Celebrity Names

 Celebrity names, and the names of their children, are the front and center of their branding. With crazy names such as “North” or “Kanye West,” celebrity names are meant to often be outlandish, and far beyond what we would encounter in our everyday lives. The Kardashian family has openly discussed their love of the letter “K” and celebrities often change their name when they enter the limelight. For performers alike, they have stage names, to make them more memorable and send a message.


A central theme in the The Importance of Being Earnest is similarly this type of superficiality, with the characters’ hyper focus on external aspects such as names. It seems often ridiculous that Cecily and Gwendolen care so much that the person they are engaged to has the name Ernest, that the play seems unrelatable and completely unconnected to current society. However, this parallel shows that names clearly hold significance today just as they do in the play. While maybe not to this magnitude, we still haven’t moved beyond seeing words as a condensation of one’s identity.


Names are a crucial part of a first impression, one of the first pieces of a person's identity that you get to know. In today’s increasingly fast society, with platforms like TikTok granting almost instant entertainment, these first impressions, and first few seconds, are crucial to being successful in the public eye.
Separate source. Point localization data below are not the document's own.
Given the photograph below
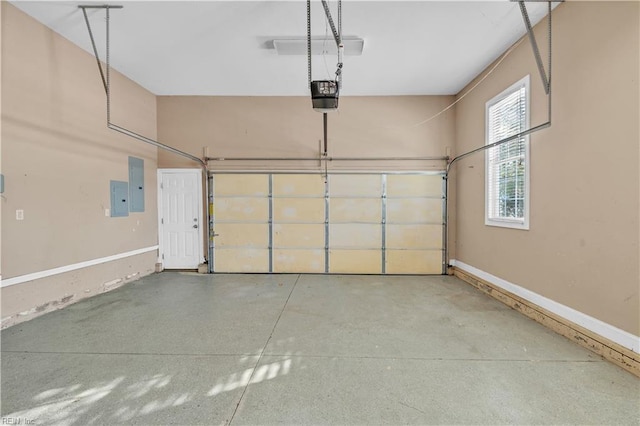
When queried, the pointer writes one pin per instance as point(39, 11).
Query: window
point(507, 168)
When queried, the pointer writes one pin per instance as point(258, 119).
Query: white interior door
point(180, 217)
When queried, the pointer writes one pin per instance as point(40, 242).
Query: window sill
point(506, 223)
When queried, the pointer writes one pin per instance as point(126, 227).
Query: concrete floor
point(288, 349)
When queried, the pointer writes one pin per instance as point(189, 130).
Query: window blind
point(507, 163)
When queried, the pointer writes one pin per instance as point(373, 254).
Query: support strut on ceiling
point(546, 82)
point(105, 76)
point(545, 75)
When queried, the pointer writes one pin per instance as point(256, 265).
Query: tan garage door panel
point(241, 260)
point(298, 235)
point(414, 262)
point(414, 236)
point(298, 185)
point(241, 209)
point(355, 185)
point(355, 210)
point(355, 235)
point(232, 184)
point(293, 220)
point(414, 210)
point(355, 261)
point(309, 261)
point(414, 186)
point(310, 210)
point(242, 235)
However, these fast phenomena don’t always end well.





As Shakespeare pondered names in Romeo and Juliet many years ago, he looked at the importance of names to identity. Romeo and Juliet fell in love in spite of their names, in spite of their identities, but eventually ended in tragedy. They were bound by their family names and historical rivalries. They were only happy before they truly knew each other’s names. While Wilde’s Earnest, takes marriage, love, and names much more lightly, there is a similar thread. Names have strong implications in our everyday lives and the way that we achieve what we want. They are tied to our family and past, but don’t necessarily tell the story of who we are. Whether as hindrances or as supports, names, as external as they are, are meaningful to others. But does that really make it significant, or meaningful to us? The Importance of Being Earnest satirically comments on this, while Romeo and Juliet reveal their viewpoints through a tragedy. If names weren’t as important, how different would everything be? Maybe we should take names more seriously, as “We should treat all the trivial things of life seriously, and all the serious things of life with sincere and studied triviality.”